Harold Offeh: Alien Broadcast Corporation, 2006. Single-channel video

Summer 2026

For our summer programme, artist Harold Offeh presents two interconnected projects.

At The Showroom
Exhibition
Harold Offeh: Trustful Strangers Induce Fearless Aliens
26 June –22 August 2026

Harold Offeh presents an exhibition in dialogue with his Paddington Square x The Showroom billboard commission, drawing on key themes of estrangement and alienation recurrent in his practice. Taking inspiration from African-American novelist James Baldwin’s essay Stranger in the Village, along with the motif and symbolism of the Alien, Trustful Strangers Induce Fearless Aliens presents works spanning his 25-year career, including some yet to be exhibited in London.

Offsite
Paddington Square x The Showroom
Harold Offeh: Trustful Strangers Induce Fearless Walks
July 2026 – July 2027

Created in collaboration with young people through workshops at The Showroom, Offeh’s new commission is indicative of our long-standing commitment to working with young people and community groups in our neighbourhood and beyond. This annual cycle has been commissioned by Great Western Developments Ltd and is curated by LACUNA as part of the wider Paddington Square Public Art Programme.

Bahar Noorizadeh, Free to Choose (still), 2023. In collaboration with Waste Paper Opera and Rudá Babau. Installation view Cooper Gallery, DJCAD, University of Dundee 2026. Photo: Sally Jubb.

Autumn 2026

For our Autumn season, artist Bahar Noorizadeh will work with The Showroom’s interior and exterior spaces to present two radical, interacting projects that envision possible futures.

Exhibition
Bahar Noorizadeh
25 September – 12 December 2026

For her first solo exhibition in London, Iranian-Canadian artist Bahar Noorizadeh reflects on global economies and the moral, social, and organisational technologies that shape them. Positioning the media as an agent of a propositional future – one in which the prevailing powers that be are reconstructed through simulation and gamification – Noorizadeh continues her examination of the infrastructures of capitalism and the potential of collective learning in the formulation of alternative futures.

This exhibition builds on Noorizadeh’s larger project, The Debtor’s Portal, exhibited at Cooper Gallery, University of Dundee in 2026, co-curated by Cooper Gallery and The Otolith Collective.

The Showroom Mural Commission 2026-27
Bahar Noorizadeh
25 September 2026 – 14 August 2027 

In collaboration with local communities, Noorizadeh will address the impact of gentrification within The Showroom’s neighbourhood. Approaching this through a socio-historical lens, the artist will draw from the history of the Paddington Green police station, which was decommissioned in 2018 and has since been developed into luxury apartments. For the 2026-27 Mural Commission, the artist reflects on the liminal space between prison complex and high-end real estate to explore the architectures of UK policing, zoning, and gentrification, and their entanglement with the capitalisation of urban life.

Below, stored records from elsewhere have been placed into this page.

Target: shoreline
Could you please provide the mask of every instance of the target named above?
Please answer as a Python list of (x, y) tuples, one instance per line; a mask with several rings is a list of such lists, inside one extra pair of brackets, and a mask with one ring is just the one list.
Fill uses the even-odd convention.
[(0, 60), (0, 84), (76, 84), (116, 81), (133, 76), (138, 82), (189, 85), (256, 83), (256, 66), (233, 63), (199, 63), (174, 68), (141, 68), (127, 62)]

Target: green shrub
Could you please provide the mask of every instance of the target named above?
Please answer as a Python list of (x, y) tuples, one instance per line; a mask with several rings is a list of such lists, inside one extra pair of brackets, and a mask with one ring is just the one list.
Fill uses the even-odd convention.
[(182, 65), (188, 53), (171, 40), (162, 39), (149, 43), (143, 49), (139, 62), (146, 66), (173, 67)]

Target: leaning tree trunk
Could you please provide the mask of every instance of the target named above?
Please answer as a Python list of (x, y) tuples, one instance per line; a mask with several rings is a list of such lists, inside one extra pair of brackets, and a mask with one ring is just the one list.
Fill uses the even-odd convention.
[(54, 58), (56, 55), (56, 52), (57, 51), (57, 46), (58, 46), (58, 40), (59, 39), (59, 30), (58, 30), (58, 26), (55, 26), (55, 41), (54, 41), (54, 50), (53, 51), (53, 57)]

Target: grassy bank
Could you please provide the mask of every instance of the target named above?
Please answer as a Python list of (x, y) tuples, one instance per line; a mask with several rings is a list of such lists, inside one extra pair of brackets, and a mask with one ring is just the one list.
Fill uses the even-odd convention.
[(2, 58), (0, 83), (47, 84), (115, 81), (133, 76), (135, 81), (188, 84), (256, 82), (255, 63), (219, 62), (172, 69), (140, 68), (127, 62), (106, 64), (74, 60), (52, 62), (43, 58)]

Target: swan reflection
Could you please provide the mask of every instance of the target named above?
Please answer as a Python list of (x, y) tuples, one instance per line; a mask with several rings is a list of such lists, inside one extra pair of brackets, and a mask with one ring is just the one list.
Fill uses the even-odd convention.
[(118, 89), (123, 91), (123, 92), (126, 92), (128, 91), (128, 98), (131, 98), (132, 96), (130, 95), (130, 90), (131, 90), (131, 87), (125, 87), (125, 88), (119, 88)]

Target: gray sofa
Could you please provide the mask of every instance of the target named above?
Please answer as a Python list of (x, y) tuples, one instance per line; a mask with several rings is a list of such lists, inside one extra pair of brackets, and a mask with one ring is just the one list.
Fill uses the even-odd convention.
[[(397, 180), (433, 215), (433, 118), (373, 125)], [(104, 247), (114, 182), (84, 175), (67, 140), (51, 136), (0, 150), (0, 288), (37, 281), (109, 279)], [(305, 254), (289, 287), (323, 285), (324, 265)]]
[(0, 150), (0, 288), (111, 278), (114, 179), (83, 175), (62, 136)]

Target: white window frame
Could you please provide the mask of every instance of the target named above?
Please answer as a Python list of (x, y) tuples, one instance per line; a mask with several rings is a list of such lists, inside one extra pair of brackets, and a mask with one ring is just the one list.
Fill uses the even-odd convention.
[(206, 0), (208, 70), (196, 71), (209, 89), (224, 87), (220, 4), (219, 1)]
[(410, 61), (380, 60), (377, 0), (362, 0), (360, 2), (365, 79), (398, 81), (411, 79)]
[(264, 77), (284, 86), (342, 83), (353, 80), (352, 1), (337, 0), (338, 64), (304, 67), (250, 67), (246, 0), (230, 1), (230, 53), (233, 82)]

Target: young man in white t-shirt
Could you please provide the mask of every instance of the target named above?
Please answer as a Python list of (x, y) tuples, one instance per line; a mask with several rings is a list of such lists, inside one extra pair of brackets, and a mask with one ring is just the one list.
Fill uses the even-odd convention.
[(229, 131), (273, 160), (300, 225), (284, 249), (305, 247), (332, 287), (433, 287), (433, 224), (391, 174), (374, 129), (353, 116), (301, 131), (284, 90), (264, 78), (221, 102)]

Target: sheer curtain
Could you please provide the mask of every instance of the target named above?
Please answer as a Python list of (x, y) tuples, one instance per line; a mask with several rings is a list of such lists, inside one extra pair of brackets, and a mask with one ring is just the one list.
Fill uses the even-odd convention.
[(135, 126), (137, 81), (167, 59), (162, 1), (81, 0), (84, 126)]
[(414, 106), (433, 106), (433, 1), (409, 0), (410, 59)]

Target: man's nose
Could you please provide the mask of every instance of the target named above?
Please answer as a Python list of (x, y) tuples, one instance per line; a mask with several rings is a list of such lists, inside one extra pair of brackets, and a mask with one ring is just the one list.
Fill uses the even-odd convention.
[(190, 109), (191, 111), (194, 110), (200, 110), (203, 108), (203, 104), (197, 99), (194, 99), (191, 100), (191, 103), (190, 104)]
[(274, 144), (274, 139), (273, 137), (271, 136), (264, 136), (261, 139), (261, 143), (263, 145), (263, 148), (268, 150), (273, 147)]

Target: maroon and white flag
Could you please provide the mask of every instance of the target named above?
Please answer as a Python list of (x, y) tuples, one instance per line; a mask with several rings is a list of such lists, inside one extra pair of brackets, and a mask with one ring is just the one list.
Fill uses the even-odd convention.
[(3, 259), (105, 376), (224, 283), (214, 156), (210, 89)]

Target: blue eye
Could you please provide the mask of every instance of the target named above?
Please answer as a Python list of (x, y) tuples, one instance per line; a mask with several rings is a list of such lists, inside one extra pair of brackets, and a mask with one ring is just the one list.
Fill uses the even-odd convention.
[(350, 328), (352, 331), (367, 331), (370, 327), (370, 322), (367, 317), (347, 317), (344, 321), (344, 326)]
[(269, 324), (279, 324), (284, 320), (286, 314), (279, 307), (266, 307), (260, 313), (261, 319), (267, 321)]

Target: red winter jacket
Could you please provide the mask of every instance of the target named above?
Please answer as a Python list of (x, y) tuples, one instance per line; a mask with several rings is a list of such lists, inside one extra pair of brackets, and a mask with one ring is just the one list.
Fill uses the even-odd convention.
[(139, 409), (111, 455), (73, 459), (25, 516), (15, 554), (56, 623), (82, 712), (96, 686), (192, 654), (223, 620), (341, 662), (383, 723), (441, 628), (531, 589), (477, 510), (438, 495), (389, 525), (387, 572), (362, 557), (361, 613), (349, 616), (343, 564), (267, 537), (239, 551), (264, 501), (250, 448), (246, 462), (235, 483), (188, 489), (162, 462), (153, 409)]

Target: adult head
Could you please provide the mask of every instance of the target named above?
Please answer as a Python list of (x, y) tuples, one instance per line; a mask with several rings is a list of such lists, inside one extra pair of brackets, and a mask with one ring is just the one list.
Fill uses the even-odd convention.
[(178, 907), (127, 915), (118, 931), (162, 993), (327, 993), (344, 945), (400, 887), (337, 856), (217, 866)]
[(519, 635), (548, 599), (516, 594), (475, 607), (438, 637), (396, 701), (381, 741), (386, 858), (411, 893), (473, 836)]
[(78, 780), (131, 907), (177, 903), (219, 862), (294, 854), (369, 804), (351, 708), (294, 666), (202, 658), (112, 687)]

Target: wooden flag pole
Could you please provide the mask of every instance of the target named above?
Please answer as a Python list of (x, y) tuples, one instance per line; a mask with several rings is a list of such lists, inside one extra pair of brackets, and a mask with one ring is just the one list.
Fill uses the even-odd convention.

Claudia Fontes: Choir, installation detail from Glasshouse Stories at 100 Bishopsgate, 2026. Photo: Reece Straw

Winter/Spring 2027

Exhibition
Claudia Fontes: Radical Literacy
29 January – 8 May 2027

In Radical Literacy, Claudia Fontes will work with the roots of ruderal plants – species that grow on waste ground or rubbish – which escaped Kew Gardens after being introduced to England as exotic plants during the Imperial Era. These plants proliferated in London after World War II, and were extremely successful in restoring soil in disturbed bomb sites, as well as being used to feed people in war-torn areas.

Fontes will search for evidence of a peculiar alphabet written by the proximity of roots from different specimens – for shapes that might recall letters or ideograms of an unknown nonhuman language – in an attempt to decipher lessons to be learnt by humans before extinction. Radical Literacy will be the artist’s first solo show in a UK institution.